Freudo-marxisme, afro-pessimisme, anti-black, lacano-althussérisme, on le comprend, cet ouvrage est engagé, ses contributeurs sont fougueux. La psychanalyse y est vue autant comme une praxis clinique que comme un discours théorique, donc politique, qu’il s’agit de défaire d’une empreinte coloniale. Vienne fin de siècle n’a pas plus à s’imposer sous les tropiques que dans l’hémisphère sud.
« L’apparition de la psychanalyse dans le champ social est vite problématique lorsque l’analyste analysé en Occident arrive avec sa croyance quasi religieuse en l’universalité du psychisme inconscient qui vaut mépris de la différence de l’autre. […]
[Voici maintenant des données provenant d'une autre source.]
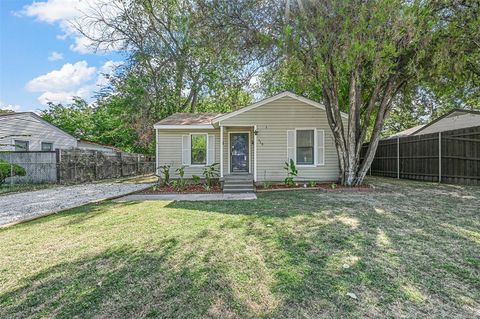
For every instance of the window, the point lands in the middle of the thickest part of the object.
(199, 149)
(21, 146)
(305, 147)
(47, 146)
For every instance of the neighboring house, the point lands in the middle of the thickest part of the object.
(26, 131)
(454, 120)
(255, 140)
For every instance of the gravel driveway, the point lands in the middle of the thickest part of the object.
(27, 205)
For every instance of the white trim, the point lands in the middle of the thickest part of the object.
(271, 99)
(317, 162)
(184, 127)
(314, 129)
(206, 151)
(221, 151)
(156, 152)
(254, 153)
(249, 151)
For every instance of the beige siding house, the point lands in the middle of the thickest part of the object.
(255, 140)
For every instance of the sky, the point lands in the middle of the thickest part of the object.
(42, 58)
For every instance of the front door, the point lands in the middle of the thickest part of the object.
(239, 152)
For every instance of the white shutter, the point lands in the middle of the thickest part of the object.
(320, 147)
(290, 145)
(186, 150)
(211, 149)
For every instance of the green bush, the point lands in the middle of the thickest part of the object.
(6, 170)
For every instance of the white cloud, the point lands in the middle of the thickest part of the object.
(11, 107)
(78, 79)
(68, 77)
(67, 13)
(55, 56)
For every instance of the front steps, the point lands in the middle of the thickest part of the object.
(238, 183)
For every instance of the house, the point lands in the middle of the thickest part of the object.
(454, 120)
(26, 131)
(255, 140)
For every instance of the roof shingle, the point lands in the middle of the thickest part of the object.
(189, 119)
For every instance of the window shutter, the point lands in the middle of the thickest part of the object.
(290, 145)
(211, 149)
(320, 147)
(186, 150)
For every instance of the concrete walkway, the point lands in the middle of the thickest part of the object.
(18, 207)
(188, 197)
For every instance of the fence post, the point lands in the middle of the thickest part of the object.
(57, 162)
(398, 158)
(439, 157)
(11, 170)
(121, 164)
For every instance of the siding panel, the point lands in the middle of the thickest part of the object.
(273, 120)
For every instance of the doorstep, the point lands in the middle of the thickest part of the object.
(188, 197)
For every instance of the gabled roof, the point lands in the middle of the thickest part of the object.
(419, 128)
(271, 99)
(188, 119)
(208, 120)
(452, 113)
(407, 132)
(37, 117)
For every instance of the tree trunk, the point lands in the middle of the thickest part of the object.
(349, 142)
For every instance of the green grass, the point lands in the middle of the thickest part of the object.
(408, 250)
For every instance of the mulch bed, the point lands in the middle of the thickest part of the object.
(188, 189)
(325, 187)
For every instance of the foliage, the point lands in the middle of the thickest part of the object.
(9, 170)
(292, 172)
(181, 173)
(165, 172)
(210, 172)
(196, 179)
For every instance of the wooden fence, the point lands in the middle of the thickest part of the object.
(449, 157)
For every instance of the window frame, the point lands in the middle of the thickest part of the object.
(25, 141)
(45, 142)
(315, 143)
(206, 150)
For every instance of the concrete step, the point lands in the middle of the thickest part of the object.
(237, 186)
(238, 183)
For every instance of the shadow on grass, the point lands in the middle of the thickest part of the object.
(296, 255)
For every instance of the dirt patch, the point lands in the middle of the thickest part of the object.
(325, 187)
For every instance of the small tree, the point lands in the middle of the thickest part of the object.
(9, 170)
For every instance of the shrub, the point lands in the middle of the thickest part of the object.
(210, 172)
(291, 173)
(9, 170)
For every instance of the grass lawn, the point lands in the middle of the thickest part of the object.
(411, 249)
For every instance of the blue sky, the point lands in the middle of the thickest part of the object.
(42, 59)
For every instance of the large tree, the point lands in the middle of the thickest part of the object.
(359, 57)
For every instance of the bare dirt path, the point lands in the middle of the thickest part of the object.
(24, 206)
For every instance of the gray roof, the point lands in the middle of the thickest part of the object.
(407, 132)
(189, 119)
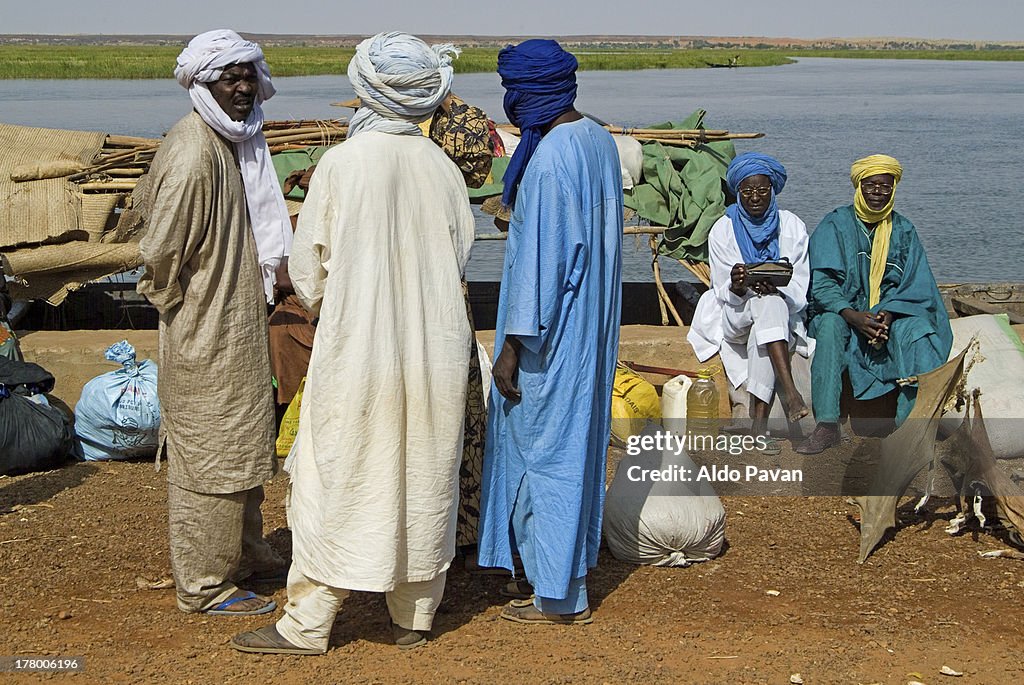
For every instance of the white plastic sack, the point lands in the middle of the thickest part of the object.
(630, 160)
(118, 416)
(999, 374)
(665, 522)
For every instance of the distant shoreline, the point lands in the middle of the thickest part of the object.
(128, 61)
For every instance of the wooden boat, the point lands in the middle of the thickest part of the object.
(985, 298)
(117, 305)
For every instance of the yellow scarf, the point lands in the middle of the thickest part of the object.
(869, 166)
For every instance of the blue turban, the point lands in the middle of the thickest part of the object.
(757, 237)
(540, 86)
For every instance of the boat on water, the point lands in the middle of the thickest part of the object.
(69, 225)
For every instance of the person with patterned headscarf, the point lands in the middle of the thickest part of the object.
(556, 340)
(381, 244)
(875, 309)
(217, 228)
(756, 327)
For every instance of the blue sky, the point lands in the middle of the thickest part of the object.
(978, 19)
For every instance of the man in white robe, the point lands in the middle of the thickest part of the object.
(381, 245)
(756, 328)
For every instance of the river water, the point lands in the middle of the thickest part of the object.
(956, 127)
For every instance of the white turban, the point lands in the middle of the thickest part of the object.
(400, 81)
(203, 60)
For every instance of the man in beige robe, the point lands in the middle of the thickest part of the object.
(206, 266)
(381, 245)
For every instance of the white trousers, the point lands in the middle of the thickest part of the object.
(759, 322)
(312, 606)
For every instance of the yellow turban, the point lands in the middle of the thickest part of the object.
(861, 169)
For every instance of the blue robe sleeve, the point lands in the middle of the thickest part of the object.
(549, 259)
(828, 271)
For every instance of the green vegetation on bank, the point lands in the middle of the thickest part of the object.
(953, 55)
(88, 61)
(103, 61)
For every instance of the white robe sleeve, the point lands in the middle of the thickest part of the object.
(309, 262)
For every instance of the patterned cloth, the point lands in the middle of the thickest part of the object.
(474, 432)
(464, 135)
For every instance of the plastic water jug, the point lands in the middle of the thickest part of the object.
(674, 403)
(701, 405)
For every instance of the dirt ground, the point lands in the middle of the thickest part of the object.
(74, 541)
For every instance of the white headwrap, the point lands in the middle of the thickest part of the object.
(203, 60)
(400, 81)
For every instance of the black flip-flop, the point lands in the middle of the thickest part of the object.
(222, 609)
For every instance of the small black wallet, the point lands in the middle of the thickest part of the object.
(777, 273)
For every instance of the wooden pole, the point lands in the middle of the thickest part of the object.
(664, 299)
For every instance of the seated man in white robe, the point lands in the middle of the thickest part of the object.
(756, 327)
(380, 248)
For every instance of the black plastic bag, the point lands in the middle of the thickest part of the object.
(33, 436)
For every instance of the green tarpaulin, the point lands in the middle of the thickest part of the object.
(683, 189)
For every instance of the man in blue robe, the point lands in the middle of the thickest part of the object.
(556, 342)
(875, 309)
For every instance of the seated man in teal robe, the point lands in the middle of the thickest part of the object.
(557, 341)
(873, 307)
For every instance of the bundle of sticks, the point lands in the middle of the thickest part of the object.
(123, 160)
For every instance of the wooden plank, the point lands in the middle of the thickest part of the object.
(968, 306)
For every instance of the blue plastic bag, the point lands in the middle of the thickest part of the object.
(118, 416)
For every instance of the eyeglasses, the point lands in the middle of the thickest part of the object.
(232, 80)
(751, 190)
(868, 186)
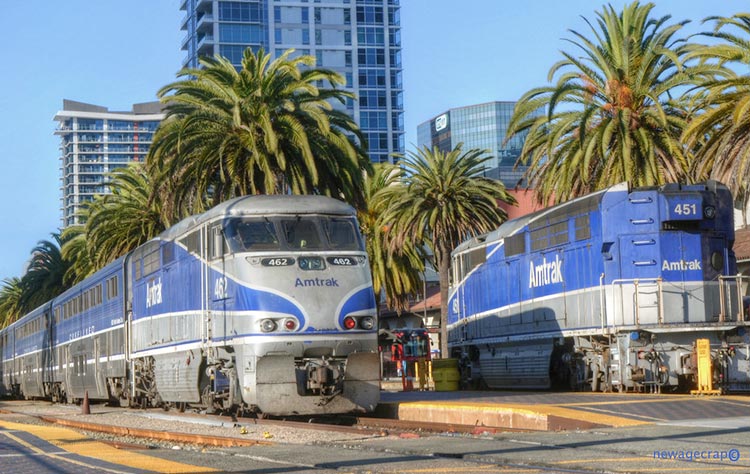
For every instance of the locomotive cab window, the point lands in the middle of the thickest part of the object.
(301, 234)
(342, 234)
(251, 235)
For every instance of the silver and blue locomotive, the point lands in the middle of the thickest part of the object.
(262, 303)
(609, 291)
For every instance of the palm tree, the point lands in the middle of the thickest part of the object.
(721, 134)
(11, 296)
(45, 275)
(397, 273)
(121, 221)
(610, 116)
(267, 128)
(442, 200)
(78, 252)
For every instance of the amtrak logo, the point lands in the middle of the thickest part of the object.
(316, 282)
(680, 265)
(545, 273)
(153, 293)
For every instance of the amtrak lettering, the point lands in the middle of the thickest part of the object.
(316, 282)
(681, 265)
(545, 273)
(153, 293)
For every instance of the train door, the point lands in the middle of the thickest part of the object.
(514, 295)
(637, 294)
(48, 353)
(217, 296)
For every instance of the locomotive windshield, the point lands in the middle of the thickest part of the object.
(298, 233)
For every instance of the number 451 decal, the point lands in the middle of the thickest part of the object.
(686, 209)
(220, 288)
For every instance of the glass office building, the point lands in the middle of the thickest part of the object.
(360, 39)
(480, 126)
(95, 141)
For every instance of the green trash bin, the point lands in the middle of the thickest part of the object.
(445, 374)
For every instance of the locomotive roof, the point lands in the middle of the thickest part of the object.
(262, 205)
(511, 227)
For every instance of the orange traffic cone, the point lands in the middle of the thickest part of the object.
(85, 410)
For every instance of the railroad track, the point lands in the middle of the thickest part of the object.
(357, 425)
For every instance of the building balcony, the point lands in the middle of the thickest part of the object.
(205, 45)
(205, 23)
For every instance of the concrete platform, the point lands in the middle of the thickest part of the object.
(553, 411)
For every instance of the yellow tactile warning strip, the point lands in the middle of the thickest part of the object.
(522, 416)
(77, 443)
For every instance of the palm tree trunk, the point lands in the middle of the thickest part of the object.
(444, 275)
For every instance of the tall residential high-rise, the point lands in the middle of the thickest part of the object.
(481, 126)
(95, 141)
(360, 39)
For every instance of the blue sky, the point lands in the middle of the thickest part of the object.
(116, 53)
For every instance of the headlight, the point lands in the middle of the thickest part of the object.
(367, 323)
(268, 325)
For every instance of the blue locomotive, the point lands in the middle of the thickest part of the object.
(609, 291)
(263, 303)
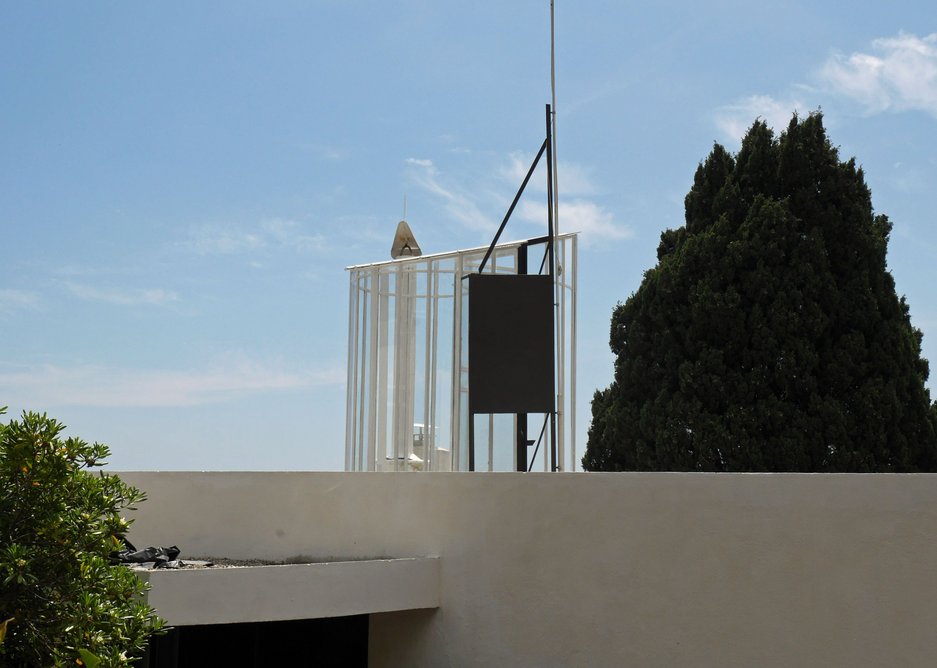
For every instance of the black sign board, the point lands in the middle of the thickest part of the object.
(510, 343)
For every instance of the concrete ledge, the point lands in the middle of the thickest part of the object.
(293, 591)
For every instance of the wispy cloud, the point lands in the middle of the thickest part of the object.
(595, 223)
(217, 240)
(270, 233)
(899, 75)
(17, 300)
(458, 205)
(290, 234)
(573, 179)
(51, 385)
(733, 120)
(122, 297)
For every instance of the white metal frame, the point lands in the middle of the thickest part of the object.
(401, 314)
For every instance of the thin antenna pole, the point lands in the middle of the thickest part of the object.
(556, 208)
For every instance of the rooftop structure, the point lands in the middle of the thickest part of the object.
(408, 403)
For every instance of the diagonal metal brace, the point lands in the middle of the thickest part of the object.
(517, 197)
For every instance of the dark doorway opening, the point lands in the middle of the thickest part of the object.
(333, 642)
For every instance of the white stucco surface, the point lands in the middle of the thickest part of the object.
(292, 591)
(599, 569)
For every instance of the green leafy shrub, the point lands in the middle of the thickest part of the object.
(61, 601)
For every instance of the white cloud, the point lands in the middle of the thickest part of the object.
(17, 300)
(900, 75)
(458, 205)
(269, 233)
(50, 385)
(588, 218)
(572, 179)
(735, 119)
(289, 234)
(122, 297)
(216, 240)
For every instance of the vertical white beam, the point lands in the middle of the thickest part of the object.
(373, 359)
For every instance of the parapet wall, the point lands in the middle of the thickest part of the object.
(599, 569)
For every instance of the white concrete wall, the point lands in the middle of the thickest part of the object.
(600, 569)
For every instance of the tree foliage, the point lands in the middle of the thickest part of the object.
(61, 602)
(769, 337)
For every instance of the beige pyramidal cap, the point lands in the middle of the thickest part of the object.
(405, 244)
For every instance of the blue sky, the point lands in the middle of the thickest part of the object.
(182, 184)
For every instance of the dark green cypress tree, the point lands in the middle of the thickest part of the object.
(769, 337)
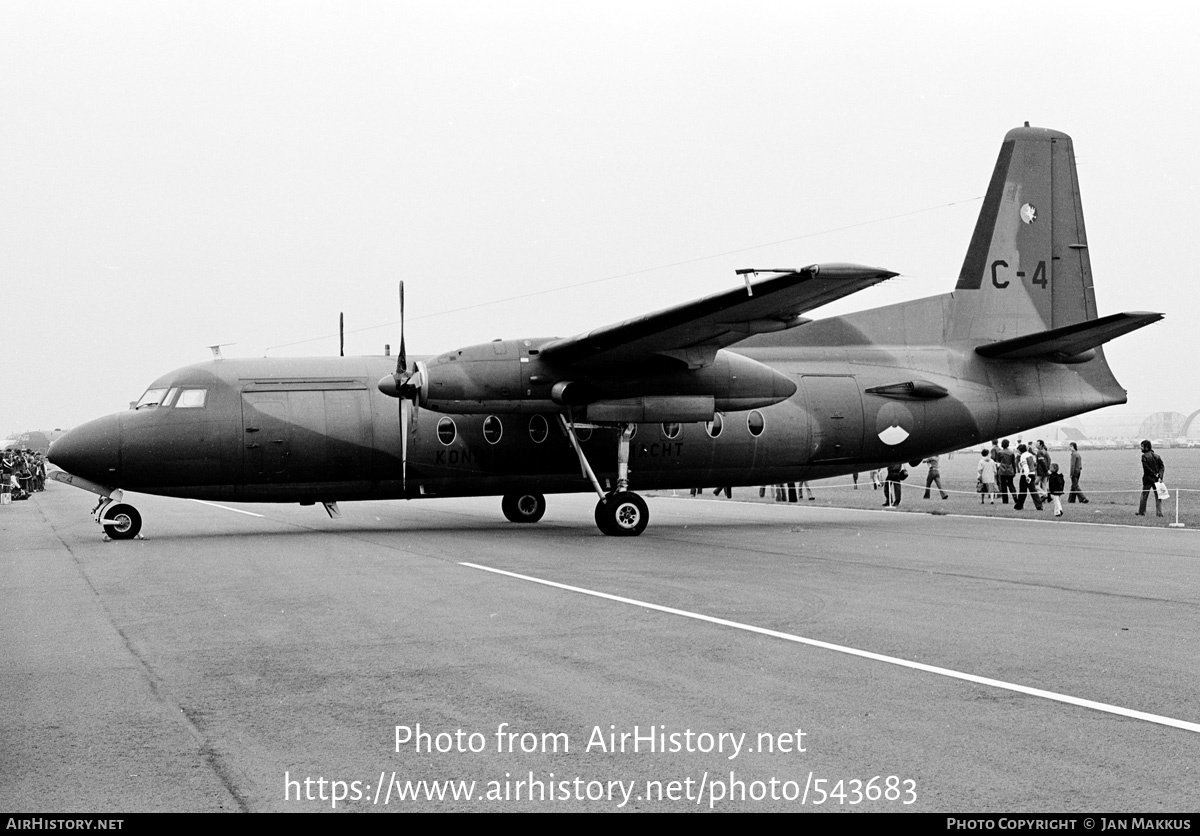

Au début de ma pratique en Algérie, j’étais bien embarrassée par la manière dont Dieu faisait ses entrées en séance, sans crier gare. […] Exercer la psychanalyse en Algérie, c’est prendre le risque, à chaque tournant de la parole, d’y rencontrer Dieu et l’État comme signifiants multidirectionnels du sujet. »
Parmi de nombreux autres, le remarquable écrit de Karima Lazali nous fait entendre ce que suppose la psychanalyse dans le reste du monde : oublier l’universalité, prendre le risque d’y rencontrer ce qui est absent ailleurs.
Patrick Avrane est psychanalyste et écrivain. Dernier livre paru : Hériter. Une histoire de famille, PUF, 2022.